J’étais habitué et n’en faisais plus de cas…

Donc, dans la soirée de la Ste-Catherine, il y a quinze ans, le Découvreur était à deux cents lieues en bas de Québec ; Thibault se promenait sur le pont en lorgnant l’horizon, il dit de sa voix sèche :

— Mes vieux, il va geler cette nuit… Demain nous serons pris dans les glaces, obligés d’aller chasser l’ours sur la côte, puisque ce matin, nous avons ouvert le dernier baril de hareng…

Les prévisions du capitaine se réalisèrent.

Le lendemain un champ de glace immense entourait le navire.

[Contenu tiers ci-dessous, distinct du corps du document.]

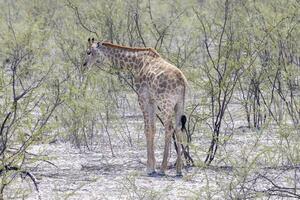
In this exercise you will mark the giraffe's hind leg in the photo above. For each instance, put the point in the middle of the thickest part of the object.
(179, 135)
(169, 129)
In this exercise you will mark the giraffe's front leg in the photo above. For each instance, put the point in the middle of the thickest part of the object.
(168, 135)
(148, 110)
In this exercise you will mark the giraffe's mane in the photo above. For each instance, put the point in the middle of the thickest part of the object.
(155, 53)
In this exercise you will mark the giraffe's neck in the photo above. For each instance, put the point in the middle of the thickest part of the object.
(126, 57)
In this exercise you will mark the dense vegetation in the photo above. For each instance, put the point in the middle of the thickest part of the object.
(236, 54)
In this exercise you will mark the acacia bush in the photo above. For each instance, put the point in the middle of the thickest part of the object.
(241, 59)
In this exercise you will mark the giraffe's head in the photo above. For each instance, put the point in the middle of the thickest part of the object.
(93, 53)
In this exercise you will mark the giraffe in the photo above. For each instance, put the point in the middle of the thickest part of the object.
(159, 84)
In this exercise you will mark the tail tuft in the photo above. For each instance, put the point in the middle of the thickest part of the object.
(183, 121)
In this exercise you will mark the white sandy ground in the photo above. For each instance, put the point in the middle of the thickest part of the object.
(98, 175)
(242, 169)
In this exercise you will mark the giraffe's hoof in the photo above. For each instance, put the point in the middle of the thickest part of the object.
(161, 174)
(152, 174)
(179, 175)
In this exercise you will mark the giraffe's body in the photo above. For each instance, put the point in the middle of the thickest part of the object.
(158, 84)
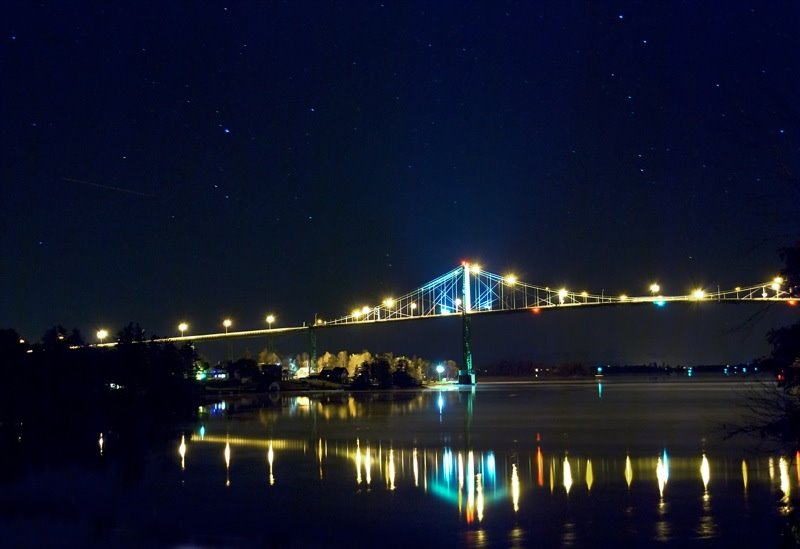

Au nord, la côte se dessinait aride et déserte au point qu’il eut fallu faire vingt lieues avant de rencontrer la première habitation ; au sud, un mille de glace et quatre-vingt dix de golfe… Nous étions cantonnés pour l’hiver !

Thibault, ne prit pas la chose du bon côté.

— C’est choquant, fit-il, passer l’hiver ici !

Et je l’entendis grommeler en se retournant.

— Vis-à-vis cette côte encore… le diable s’en mêle…

Je remarquai ces paroles passées inaperçues aux autres.

Thibault eut beau faire, il eut beau hisser toutes les voiles, depuis le foc du beaupré jusqu’au hunier d’artimon, le navire ne bougea pas d’un pouce.